Aqusha is a dialect of North Dargwa spoken by over 42,000 Dargins. It is the basis for the literary Dargwa language, along with Urakhi, as was developed in the 1930s. Speakers of Aqusha number the most among Dargwa linguistic groups.

== Geographical distribution ==
Aqusha is most commonly found in the Akushinsky and Levashinsky Districts. There is a significant diaspora of Aqusha speakers in southern European Russia.

== Dialects ==
Aqusha is divided into 2 dialects, Aqusha and Levashi.
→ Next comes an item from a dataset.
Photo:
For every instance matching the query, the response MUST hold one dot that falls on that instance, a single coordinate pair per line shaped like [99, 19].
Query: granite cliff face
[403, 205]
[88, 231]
According to Saygid Abdullayev, the differences in the Aqusha dialect are hardly noticeable and insignificant.

== Phonology ==
Aqusha, and dialects of its type, lack the fortis and lenis contrast that is found in dialects of the Tsudaqar type. Vowel length and labialization are also absent. Glottalized и and о occur, and the case indicator д is lost after prefixes.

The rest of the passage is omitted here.